As soon as we can, we note that, “People who have experienced severe depression sometimes say it feels ‘crippling,’” before moving on to call it “debilitating” or “overwhelming” throughout the rest of the article.

As with most rules, however, this one isn’t set in stone. It is occasionally necessary to defer to the exact SEO keyword—no matter how problematic—to ensure that people can find and relate to our content.

This often occurs with keywords related to gender, such as, “What are the symptoms of a heart attack in women?” and “HIV symptoms in women.” As we mentioned above, our typical approach is to use gender-neutral terminology. In these contexts, however, that makes little sense. By trying to address all possible symptoms across all sexes and genders, we would miss the intent of the article, hindering its ability to perform well on the SERP and rendering it less than useful for those who did manage to find it.
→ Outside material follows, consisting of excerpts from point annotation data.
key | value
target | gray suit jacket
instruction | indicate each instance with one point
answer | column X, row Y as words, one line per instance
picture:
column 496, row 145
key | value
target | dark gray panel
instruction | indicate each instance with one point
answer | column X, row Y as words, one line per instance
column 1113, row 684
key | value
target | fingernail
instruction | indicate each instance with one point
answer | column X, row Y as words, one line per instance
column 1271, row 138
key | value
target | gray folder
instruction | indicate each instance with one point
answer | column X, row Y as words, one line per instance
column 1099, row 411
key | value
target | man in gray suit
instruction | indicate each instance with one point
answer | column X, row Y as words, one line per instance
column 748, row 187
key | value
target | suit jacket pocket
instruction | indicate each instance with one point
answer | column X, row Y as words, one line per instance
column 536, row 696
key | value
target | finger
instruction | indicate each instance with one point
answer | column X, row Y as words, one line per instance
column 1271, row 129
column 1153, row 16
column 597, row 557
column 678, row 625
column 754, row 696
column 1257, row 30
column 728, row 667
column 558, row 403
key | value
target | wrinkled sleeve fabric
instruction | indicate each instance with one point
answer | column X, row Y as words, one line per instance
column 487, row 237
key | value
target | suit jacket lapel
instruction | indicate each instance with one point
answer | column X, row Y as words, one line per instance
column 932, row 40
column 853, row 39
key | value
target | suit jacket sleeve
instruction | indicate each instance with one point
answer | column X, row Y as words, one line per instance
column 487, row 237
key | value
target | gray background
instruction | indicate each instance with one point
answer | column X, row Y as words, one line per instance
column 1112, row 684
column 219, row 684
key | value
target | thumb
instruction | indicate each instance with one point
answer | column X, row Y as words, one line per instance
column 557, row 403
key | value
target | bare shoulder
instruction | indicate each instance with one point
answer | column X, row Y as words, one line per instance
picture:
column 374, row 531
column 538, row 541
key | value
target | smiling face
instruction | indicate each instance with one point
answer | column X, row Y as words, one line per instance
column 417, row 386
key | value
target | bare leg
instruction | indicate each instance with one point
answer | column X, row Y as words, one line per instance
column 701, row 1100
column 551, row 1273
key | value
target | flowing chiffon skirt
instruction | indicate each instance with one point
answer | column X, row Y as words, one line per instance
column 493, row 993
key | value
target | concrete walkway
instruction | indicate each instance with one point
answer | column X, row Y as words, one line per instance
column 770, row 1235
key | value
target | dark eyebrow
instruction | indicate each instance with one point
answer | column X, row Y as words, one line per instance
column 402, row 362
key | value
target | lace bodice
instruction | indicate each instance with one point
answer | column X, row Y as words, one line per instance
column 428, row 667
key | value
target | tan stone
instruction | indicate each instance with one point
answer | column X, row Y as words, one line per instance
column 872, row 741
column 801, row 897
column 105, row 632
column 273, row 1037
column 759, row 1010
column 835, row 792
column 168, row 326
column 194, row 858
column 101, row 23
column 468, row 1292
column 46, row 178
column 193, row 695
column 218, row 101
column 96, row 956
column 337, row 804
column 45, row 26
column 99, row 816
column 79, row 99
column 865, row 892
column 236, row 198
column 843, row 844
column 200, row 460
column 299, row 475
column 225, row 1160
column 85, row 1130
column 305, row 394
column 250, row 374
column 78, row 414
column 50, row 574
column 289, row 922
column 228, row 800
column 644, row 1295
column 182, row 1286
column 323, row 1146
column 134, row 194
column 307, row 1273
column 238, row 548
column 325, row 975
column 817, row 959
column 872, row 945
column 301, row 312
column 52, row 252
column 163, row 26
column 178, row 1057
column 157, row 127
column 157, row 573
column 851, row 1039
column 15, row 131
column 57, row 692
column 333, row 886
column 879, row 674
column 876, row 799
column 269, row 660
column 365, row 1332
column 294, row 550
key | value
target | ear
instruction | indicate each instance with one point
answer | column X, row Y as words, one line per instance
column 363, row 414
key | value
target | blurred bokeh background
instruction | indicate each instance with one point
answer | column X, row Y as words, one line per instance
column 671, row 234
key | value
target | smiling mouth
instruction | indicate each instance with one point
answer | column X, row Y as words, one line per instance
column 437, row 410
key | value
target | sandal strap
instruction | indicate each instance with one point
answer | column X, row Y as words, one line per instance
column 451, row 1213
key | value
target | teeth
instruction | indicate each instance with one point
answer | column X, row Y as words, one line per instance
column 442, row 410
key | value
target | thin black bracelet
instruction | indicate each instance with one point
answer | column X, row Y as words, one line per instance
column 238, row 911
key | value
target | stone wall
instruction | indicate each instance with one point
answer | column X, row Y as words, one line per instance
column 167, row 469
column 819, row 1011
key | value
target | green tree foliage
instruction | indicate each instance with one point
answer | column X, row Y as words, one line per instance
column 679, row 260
For keywords such as these, we do sometimes have to put our conscious language preferences to one side. But if that’s the price we have to pay to get vital, science-backed medical information to those who need it most, so be it.

Our plan going forward

The challenge of balancing conscious language and SEO is continuous, not least because Google updates its algorithm regularly and because language is ever-evolving.

Therefore, we always need to be looking ahead to ensure that we don’t stray too far from either approach.

We have a few strategies in place to achieve this. First, we have a growing collection of point-of-view documents that clarify our position on the language relating to specific areas of health. These focus on how to discuss the relevant topic in an empathetic and inclusive way.

In addition, our copy edit team has recently started a new quality control project in which we put on users’ hats and review the previous month’s articles. The metrics we consider include both SEO and empathy. This allows us to track our performance over time and ensure that our articles remain strong in both areas.

We will also continue to listen to people living with certain conditions to ensure that our language evolves as necessary to align with their preferences.

By using these approaches alongside our strategies for making each article visible, useful, and empathetic, we hope to continue to work toward our mission of being people’s most trusted ally in their pursuit of health and well-being.